My kids haven’t succeeded in convincing me. I totally agree that having a pet is something wonderful and I love dogs. At some point I want my children to experience the joy of having a loyal furry friend. However, I’m also aware that the task of taking care of that new family member would rest on my shoulders. My life is full of responsibilities as it is and I don’t see how I could take care of one more being without losing it. Especially when I have a hard time juggling my job, my family, after-school activities, business travel, and everything else that comes with our hectic lives these days.
What’s helped me stand by my decision is the honest experience so many of my friends have shared with me. Even those who have welcomed the responsibility of having a dog with open arms have not sugarcoated at all how much time, energy, and money they dedicate to their pets.
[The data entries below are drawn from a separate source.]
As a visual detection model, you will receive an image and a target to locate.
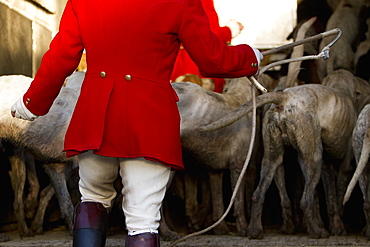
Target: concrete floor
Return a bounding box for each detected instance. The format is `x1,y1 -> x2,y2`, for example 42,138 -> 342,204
0,227 -> 370,247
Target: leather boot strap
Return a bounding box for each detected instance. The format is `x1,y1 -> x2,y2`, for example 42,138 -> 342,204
125,233 -> 160,247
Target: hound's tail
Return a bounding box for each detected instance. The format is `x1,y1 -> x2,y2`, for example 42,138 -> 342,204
343,125 -> 370,205
198,91 -> 287,131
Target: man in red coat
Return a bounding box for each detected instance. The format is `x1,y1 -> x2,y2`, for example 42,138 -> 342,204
170,0 -> 244,93
11,0 -> 262,247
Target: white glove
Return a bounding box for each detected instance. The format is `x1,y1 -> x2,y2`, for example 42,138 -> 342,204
226,19 -> 243,38
252,47 -> 263,68
11,97 -> 39,121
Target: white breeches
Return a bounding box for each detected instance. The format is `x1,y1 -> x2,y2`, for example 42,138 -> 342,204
78,151 -> 171,235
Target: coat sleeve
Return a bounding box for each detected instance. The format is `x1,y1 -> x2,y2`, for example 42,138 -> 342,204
23,0 -> 84,116
202,0 -> 232,43
178,0 -> 258,78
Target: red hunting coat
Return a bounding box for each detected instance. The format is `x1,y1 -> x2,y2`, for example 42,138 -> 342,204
23,0 -> 257,169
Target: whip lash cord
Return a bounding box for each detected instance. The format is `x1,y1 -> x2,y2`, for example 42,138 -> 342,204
169,82 -> 257,247
169,28 -> 342,247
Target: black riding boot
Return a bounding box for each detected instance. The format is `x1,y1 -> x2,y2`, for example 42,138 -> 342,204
125,233 -> 160,247
73,202 -> 108,247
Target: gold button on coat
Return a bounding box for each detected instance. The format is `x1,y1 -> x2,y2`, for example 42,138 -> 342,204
125,75 -> 132,81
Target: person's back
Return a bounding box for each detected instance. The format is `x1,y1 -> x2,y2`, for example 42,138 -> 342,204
11,0 -> 261,247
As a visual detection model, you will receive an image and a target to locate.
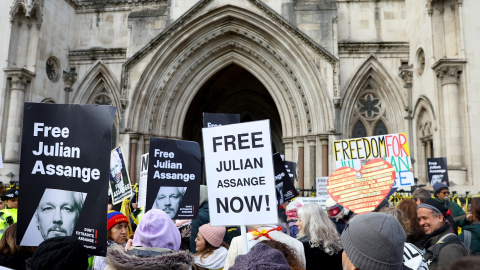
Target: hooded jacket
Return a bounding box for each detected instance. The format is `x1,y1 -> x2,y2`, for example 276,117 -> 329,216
106,245 -> 193,270
458,224 -> 480,255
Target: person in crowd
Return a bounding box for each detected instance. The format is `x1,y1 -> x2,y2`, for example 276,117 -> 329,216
92,211 -> 128,270
380,208 -> 428,270
433,183 -> 468,230
325,198 -> 350,235
223,225 -> 305,270
106,209 -> 193,270
262,240 -> 305,270
398,199 -> 425,248
412,188 -> 432,205
0,223 -> 35,270
230,243 -> 290,270
152,186 -> 187,219
193,223 -> 228,270
0,187 -> 19,237
444,256 -> 480,270
341,212 -> 408,270
417,199 -> 468,268
459,198 -> 480,255
297,203 -> 342,270
27,236 -> 88,270
285,201 -> 302,238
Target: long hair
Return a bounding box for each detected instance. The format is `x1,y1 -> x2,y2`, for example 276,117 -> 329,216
0,223 -> 35,254
297,203 -> 342,255
261,240 -> 305,270
397,199 -> 425,243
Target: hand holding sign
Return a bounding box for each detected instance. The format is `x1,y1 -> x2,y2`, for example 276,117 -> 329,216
327,158 -> 395,214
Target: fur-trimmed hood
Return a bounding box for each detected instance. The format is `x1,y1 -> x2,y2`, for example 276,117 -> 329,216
107,245 -> 193,270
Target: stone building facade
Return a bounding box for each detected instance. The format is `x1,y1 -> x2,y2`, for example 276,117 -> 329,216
0,0 -> 480,193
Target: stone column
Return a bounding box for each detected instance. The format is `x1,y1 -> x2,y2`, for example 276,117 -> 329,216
399,66 -> 415,158
129,134 -> 139,185
319,134 -> 328,176
434,59 -> 466,185
5,69 -> 33,163
304,135 -> 317,188
63,68 -> 77,104
295,136 -> 305,196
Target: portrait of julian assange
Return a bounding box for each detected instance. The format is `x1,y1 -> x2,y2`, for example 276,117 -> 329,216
152,186 -> 187,219
20,188 -> 87,246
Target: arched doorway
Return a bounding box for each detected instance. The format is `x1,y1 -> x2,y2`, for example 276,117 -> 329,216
182,64 -> 284,154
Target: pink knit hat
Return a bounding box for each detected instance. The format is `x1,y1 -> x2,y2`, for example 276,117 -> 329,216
198,223 -> 227,247
285,201 -> 302,221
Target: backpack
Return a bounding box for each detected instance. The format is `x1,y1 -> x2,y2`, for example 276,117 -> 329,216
427,233 -> 470,265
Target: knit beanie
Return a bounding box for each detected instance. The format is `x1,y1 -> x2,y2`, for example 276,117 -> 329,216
433,183 -> 448,196
198,223 -> 227,247
133,209 -> 181,251
325,198 -> 342,218
417,198 -> 452,218
230,242 -> 290,270
285,201 -> 302,221
341,213 -> 407,270
107,211 -> 128,231
32,236 -> 88,270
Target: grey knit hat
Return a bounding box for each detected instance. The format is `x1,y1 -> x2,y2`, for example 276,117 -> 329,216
341,213 -> 407,270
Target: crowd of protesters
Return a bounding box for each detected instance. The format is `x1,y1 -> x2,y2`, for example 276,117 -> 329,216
0,184 -> 480,270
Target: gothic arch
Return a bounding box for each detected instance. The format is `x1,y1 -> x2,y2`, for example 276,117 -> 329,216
71,60 -> 122,126
340,54 -> 406,138
124,6 -> 337,138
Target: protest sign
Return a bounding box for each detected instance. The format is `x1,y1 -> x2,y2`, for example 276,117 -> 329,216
202,120 -> 277,226
203,113 -> 240,128
17,103 -> 116,256
0,143 -> 3,168
273,153 -> 298,206
327,158 -> 395,214
333,133 -> 414,188
283,161 -> 297,182
145,138 -> 201,219
138,154 -> 148,209
315,177 -> 330,208
109,146 -> 132,205
427,157 -> 450,186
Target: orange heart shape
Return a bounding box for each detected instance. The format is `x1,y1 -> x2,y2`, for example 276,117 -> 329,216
327,158 -> 395,214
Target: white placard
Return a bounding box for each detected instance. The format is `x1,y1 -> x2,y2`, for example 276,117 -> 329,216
202,120 -> 278,226
138,154 -> 148,208
315,177 -> 330,208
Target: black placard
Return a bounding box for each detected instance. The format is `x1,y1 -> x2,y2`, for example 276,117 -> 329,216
427,157 -> 450,186
145,138 -> 201,219
17,103 -> 116,256
273,153 -> 298,205
203,113 -> 240,127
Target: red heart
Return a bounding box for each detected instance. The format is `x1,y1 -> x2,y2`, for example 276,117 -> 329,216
327,158 -> 395,214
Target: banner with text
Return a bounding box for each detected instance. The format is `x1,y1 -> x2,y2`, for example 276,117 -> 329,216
145,138 -> 202,219
273,153 -> 298,207
110,146 -> 132,205
315,177 -> 330,208
203,113 -> 240,128
17,103 -> 116,256
138,154 -> 148,209
333,133 -> 414,188
202,120 -> 278,226
427,157 -> 450,186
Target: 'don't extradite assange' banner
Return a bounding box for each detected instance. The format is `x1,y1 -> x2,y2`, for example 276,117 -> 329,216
333,133 -> 414,188
17,103 -> 116,256
202,120 -> 277,226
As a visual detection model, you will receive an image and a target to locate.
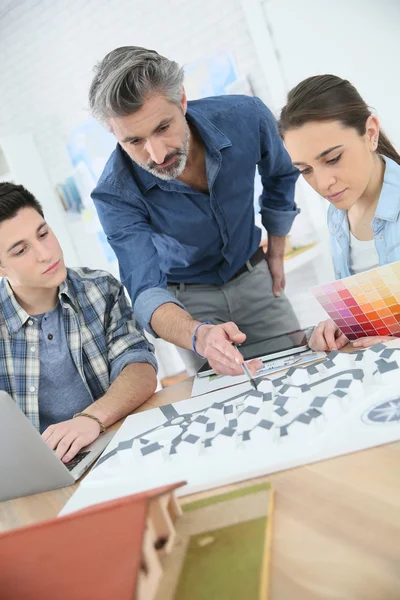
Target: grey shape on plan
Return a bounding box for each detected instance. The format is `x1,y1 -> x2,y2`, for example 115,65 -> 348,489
243,405 -> 260,415
160,404 -> 180,420
195,415 -> 210,424
310,396 -> 328,408
369,343 -> 386,354
362,397 -> 400,425
183,433 -> 200,444
274,396 -> 289,406
335,379 -> 351,389
295,408 -> 322,425
140,442 -> 162,456
375,358 -> 399,373
379,348 -> 395,359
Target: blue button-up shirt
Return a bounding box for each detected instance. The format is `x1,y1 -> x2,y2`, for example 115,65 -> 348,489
328,156 -> 400,279
92,96 -> 298,335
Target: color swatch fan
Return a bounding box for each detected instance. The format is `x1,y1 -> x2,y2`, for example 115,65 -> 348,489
311,262 -> 400,340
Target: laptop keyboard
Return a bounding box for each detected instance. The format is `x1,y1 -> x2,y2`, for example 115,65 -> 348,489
64,450 -> 90,471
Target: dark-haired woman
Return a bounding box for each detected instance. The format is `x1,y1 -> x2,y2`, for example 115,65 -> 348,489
279,75 -> 400,351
Of course for them the pros outweigh the cons and they don’t regret their choice, but they do admit it’s not for everybody. The last thing I want is to cave in to my kids and then realize I simply can’t take care of our dog. Shelters are full of pets that have suffered because their owners changed their minds or couldn’t take care of them anymore. I refuse to abandon a pet due to a poor decision on my part, so I’m standing my ground.
If you are on the fence on whether or not you should get a dog, here are a few questions you should ask yourself:
Are you willing to take on another responsibility?
Having a dog implies feeding, walking, bathing, cleaning, giving it love, plus brings an added expense. Be honest with yourself.
Who will take care of your pet if you’re not around?
If you work outside your home or travel frequently, keep in mind the need to plan for somebody to watch your dog when you’re unable to.
Do the benefits of having a pet outweigh the potential burdens?
Each family is different and only you can know what you are willing to do to bring more joy or comfort to your children.
Answering those questions honestly helped me make peace with my decision. So to answer my daughter’s question, no, we’re not getting a dog. At least for now.